# 1.  A reminder that sqlite has decent text search capabilities

I always forget that sqlite has a simple-to-use [extension](https://www.sqlite.org/fts5.html) (that comes with Python's built in version) allows for decent full text search.  

This is a reminder notebook illustrating how to setup this full text search functionality on a small example dataset.  This is the "ASMR YouTube channels" [Kaggle dataset](https://www.kaggle.com/datasets/ulisesmontoyacanales/youtube-asmr-channels) - which some rich text columns detailing various facets of some ASMR YouTube channels (like a channel's `description`)

Let's get started.

Step 1: below we load in our dataset, printing the first few rows - here we see a number of text-based columns we may want to search over e.g., `title`, and `description`.

In [21]:
# general imports 
import os, sys  
cwd = os.getcwd()
dataset_name = 'ASMR_channels.csv'
datapath = cwd + '/' + dataset_name
import pandas as pd

# read in dataset
df = pd.read_csv(dataset_name)

# examine head
df.head(2)

Unnamed: 0,channelId,customUrl,title,description,country,viewCount,subscriberCount,videoCount,madeForkids,creationDate
0,UCFmL725KKPx2URVPvH3Gp8w,@asmrglow,ASMR Glow,Here's everywhere you can find me: https://lin...,US,579354212,1720000,736,False,2016-10-24T08:22:54Z
1,UCvp9ypbbOQ2-vtuO-J3k-lw,@alexandriaasmr8317,Alexandria ASMR,ASMR - Autonomous sensory meridian response. I...,US,108539091,548000,295,False,2018-10-16T19:45:42Z


Let's use sqlite to create full text search capability over the `description` column.

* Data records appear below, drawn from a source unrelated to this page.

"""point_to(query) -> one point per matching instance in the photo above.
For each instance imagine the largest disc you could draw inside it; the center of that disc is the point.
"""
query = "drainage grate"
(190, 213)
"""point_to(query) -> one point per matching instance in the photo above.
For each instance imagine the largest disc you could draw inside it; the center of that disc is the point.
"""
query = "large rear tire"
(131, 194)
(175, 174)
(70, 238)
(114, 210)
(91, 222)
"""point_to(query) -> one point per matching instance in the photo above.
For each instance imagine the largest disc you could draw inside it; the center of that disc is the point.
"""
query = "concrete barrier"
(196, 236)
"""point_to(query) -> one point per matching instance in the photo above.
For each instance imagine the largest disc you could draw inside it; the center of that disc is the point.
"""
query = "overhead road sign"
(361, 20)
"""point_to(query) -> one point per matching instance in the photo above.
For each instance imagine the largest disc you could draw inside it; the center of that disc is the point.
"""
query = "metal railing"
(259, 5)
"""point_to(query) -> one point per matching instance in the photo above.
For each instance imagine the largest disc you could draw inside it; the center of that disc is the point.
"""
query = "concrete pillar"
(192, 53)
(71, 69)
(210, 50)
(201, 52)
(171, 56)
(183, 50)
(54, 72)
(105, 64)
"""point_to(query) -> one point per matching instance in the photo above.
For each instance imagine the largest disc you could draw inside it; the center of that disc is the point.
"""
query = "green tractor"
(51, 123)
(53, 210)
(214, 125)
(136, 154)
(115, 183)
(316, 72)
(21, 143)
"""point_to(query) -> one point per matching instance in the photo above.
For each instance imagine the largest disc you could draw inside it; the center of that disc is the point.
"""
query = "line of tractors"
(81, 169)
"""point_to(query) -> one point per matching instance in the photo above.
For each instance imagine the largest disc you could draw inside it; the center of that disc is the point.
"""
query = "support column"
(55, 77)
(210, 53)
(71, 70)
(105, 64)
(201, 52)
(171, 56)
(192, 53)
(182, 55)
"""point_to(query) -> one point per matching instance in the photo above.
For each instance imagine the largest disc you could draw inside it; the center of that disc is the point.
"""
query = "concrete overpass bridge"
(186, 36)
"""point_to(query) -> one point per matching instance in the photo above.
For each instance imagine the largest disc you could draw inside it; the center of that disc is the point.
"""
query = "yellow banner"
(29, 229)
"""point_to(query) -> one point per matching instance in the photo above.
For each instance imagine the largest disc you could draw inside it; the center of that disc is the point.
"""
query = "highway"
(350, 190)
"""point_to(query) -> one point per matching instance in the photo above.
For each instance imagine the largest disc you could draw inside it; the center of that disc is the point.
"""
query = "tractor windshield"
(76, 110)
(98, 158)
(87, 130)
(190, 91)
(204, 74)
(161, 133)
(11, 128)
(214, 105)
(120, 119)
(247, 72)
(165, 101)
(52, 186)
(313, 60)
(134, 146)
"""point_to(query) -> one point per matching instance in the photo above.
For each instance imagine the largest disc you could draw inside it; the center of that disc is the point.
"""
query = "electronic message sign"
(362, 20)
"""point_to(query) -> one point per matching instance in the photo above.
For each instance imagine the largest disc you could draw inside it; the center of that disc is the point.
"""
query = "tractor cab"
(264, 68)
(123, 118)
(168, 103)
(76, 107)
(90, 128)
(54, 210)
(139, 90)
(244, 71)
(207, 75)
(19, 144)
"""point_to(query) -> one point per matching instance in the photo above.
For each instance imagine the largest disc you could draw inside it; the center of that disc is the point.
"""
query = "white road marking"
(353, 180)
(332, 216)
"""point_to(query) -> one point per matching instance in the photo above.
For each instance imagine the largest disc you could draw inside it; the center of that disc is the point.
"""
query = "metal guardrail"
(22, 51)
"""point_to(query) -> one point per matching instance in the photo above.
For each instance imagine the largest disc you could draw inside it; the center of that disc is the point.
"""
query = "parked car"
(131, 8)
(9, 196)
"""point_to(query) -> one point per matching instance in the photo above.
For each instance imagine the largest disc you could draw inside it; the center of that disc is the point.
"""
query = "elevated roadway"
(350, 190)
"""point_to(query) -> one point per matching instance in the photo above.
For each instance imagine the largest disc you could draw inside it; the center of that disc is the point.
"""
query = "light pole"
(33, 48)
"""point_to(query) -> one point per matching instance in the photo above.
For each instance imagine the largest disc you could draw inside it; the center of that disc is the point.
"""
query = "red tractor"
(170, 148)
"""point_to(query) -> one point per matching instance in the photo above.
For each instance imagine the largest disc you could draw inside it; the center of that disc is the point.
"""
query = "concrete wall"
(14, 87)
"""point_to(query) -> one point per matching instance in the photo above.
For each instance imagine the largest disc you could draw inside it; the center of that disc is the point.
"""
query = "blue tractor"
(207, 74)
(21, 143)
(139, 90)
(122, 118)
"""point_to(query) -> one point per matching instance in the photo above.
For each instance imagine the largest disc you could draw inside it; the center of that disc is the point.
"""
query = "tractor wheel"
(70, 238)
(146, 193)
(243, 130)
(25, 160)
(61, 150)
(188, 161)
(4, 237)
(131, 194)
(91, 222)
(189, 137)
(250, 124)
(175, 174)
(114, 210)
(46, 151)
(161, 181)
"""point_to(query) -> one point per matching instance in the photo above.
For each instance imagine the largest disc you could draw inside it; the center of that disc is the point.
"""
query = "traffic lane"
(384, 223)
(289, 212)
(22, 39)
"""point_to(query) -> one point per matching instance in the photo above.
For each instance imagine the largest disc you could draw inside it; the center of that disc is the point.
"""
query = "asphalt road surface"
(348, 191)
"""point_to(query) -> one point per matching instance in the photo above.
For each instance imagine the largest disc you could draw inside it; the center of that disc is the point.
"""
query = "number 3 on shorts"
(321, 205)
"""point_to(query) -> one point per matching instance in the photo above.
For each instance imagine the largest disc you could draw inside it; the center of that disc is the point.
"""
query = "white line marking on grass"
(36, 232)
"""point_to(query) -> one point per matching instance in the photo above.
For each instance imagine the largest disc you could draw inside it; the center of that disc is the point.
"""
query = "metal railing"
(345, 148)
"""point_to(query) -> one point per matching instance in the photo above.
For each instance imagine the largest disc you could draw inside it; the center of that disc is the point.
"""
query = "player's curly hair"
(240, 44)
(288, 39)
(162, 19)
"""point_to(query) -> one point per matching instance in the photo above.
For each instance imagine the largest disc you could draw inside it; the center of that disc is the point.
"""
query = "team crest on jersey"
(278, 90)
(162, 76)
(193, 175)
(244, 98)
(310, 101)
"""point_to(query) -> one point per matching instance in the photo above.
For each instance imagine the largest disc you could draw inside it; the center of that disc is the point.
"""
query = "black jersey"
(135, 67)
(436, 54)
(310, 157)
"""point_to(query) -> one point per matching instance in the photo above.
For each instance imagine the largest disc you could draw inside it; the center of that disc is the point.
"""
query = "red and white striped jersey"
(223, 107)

This involves creating a special virtual table using Python's built-in `sqlite` library and `fts5` (full-text-search-5) built in extension - as shown below.

In [22]:
# target filepath for sqlite db
import sqlite3, os
cwd = os.getcwd()
db_name = 'test.db'
dbpath = cwd + '/' + db_name

# connect to db
db = sqlite3.connect(dbpath)
cur = db.cursor()

# create a virtual table to house our text search
cur.execute('''
        CREATE VIRTUAL TABLE IF NOT EXISTS
            asmr_description_search 
        USING
            fts5(description, tokenize="porter unicode61");
    ''')

# dump description column into virtual table
cur.executemany('insert into asmr_description_search (description) values (?);', df[['description']].to_records(index=False))

# commit
db.commit()

We can now perform full text search our `description` column - as shown below - using  `sqlalchemy` connection.

In [29]:
# define input keywords
search_phrase = 'i make asmr'

# execute full text search
cur.execute('''
    SELECT 
        * 
    FROM 
        asmr_description_search
    WHERE 
        description MATCH '" ''' + str(search_phrase) + ''' "'
    ORDER BY 
        rank
    LIMIT
        5
    ''')

rows = cur.fetchall()

for row in rows:
    print(row)

('I make ASMR videos 💖',)
('I make ASMR videos to relax you, give you tingles and help you sleep 😴',)
('Hi there! I make ASMR videos about music: music theory, music history, etc. Subscribe for more videos!',)
('Hi I make asmr crushing with my monster slippers, this will be mostly repurposed content from my TikTok',)
("Hello my lovely sweethearts💕 I'm Juliana, and I make ASMR videos to help you relax and fall asleep🥰",)